2025, Nov 19 17:00

Clean pybind11 type checks: use Python builtins to detect complex numbers and callable objects in C++

Learn how to check dynamic types in pybind11 without eval: detect complex numbers and callable objects in C++ using builtins isinstance, callable, complex.

Bridging C++ and Python with pybind11 sometimes runs into a deceptively simple task: inspecting the dynamic type of a py::object. Basic cases like int, float, str, list are straightforward, but complex numbers and function handles tend to trigger awkward workarounds. The good news is that there’s a direct, clean way to do this without resorting to eval or auxiliary buffers.

Problem overview

Suppose you need to translate py::object (coming from Python) into a native C++ type that mirrors Python’s behavior. For complex numbers and function handles, the quick-and-dirty path is to bounce through Python code snippets using eval. Below is a minimal example of such a pattern.

bool isMaybeComplex(py::object any)
{
    int idx = stash_src(any); // stash in a shared buffer visible to both sides

    std::string test_expr;
    test_expr = "isinstance(bridge.pull_src("; // bridge.pull_src(idx) fetches back the object
    test_expr += std::to_string(idx);
    test_expr += "), complex)";

    std::string eval_expr;
    eval_expr = "eval('";
    eval_expr += test_expr;
    eval_expr += "')";

    py::object py_builtins = py::module_::import("builtins");
    py::object fn_eval = py_builtins.attr("eval");
    py::object verdict = fn_eval(eval_expr);

    return py::isinstance<py::bool_>(verdict) && py::cast<py::bool_>(verdict);
}

And the same idea appears when checking if the object is callable:

test_expr = "callable(bridge.pull_src(";
test_expr += std::to_string(idx);
test_expr += "))";

What’s really going on

The approach above round-trips through Python with a dynamically built expression and evaluates it at runtime. It works, but it’s fragile, slow, and hard to reason about. The core need is to ask Python: “is this object an instance of complex?” and “is this object callable?” These checks already exist in Python’s builtins.
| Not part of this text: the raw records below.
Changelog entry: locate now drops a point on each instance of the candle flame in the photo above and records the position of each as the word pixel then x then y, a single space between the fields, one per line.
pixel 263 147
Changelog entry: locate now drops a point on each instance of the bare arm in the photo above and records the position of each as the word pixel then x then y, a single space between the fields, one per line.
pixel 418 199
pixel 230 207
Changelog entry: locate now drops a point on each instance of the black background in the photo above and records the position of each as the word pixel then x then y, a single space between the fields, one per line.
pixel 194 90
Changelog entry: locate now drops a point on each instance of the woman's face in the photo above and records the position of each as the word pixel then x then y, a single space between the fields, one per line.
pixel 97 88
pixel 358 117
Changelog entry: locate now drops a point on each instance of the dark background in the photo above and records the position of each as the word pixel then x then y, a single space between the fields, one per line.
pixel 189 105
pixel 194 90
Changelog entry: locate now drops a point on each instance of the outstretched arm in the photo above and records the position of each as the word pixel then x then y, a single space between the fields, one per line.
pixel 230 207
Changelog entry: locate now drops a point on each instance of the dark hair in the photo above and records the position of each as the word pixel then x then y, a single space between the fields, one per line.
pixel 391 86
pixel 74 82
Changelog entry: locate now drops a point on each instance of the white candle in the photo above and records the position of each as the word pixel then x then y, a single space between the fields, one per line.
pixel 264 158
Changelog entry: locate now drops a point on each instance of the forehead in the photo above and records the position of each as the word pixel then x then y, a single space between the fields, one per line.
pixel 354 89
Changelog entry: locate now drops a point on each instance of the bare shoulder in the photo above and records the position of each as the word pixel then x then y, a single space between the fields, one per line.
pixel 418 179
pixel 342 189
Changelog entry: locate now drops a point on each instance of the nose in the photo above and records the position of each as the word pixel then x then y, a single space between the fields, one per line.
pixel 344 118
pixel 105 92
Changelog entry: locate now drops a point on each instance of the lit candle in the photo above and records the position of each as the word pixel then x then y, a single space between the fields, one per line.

You don’t need eval; you just need to fetch and call the right builtins directly from C++ through pybind11.

Clean solution: call builtins directly

Python exposes isinstance, callable, and the complex type in the builtins module. Import it once per call, pull the attributes you need, and invoke them on the object you’re inspecting.

bool isComplexObj(py::object obj)
{
    py::object py_builtins = py::module_::import("builtins");
    py::object fn_isinstance = py_builtins.attr("isinstance");
    py::object cls_complex = py_builtins.attr("complex");

    // Let type errors propagate if something unexpected happens
    return py::cast<py::bool_>(fn_isinstance(obj, cls_complex));
}

bool isCallableObj(py::object obj)
{
    py::object py_builtins = py::module_::import("builtins");
    py::object fn_callable = py_builtins.attr("callable");
    return py::cast<py::bool_>(fn_callable(obj));
}

In Python, this behaves exactly as you’d expect:

import pybind_sample

z = 5 + 4j
print(pybind_sample.isComplexObj(z))  # prints True

You can store these objects somewhere to avoid importing them every time, unless you are planning on using multiple interpreters or restarting the interpreter.

Why this matters

Eliminating eval removes overhead and reduces the attack surface of your bindings. Your code becomes easier to read, easier to debug, and less brittle. More importantly, you rely on Python’s canonical mechanisms for type checks and callability instead of string-assembled expressions and shared buffers.

Conclusion

If you need to detect complex numbers or function handles in pybind11, don’t build eval strings. Import builtins, grab isinstance, complex, and callable, and call them directly. This keeps your bindings clean and predictable, and you can optionally cache those objects for repeated calls, with the caveat about multiple interpreters or interpreter restarts.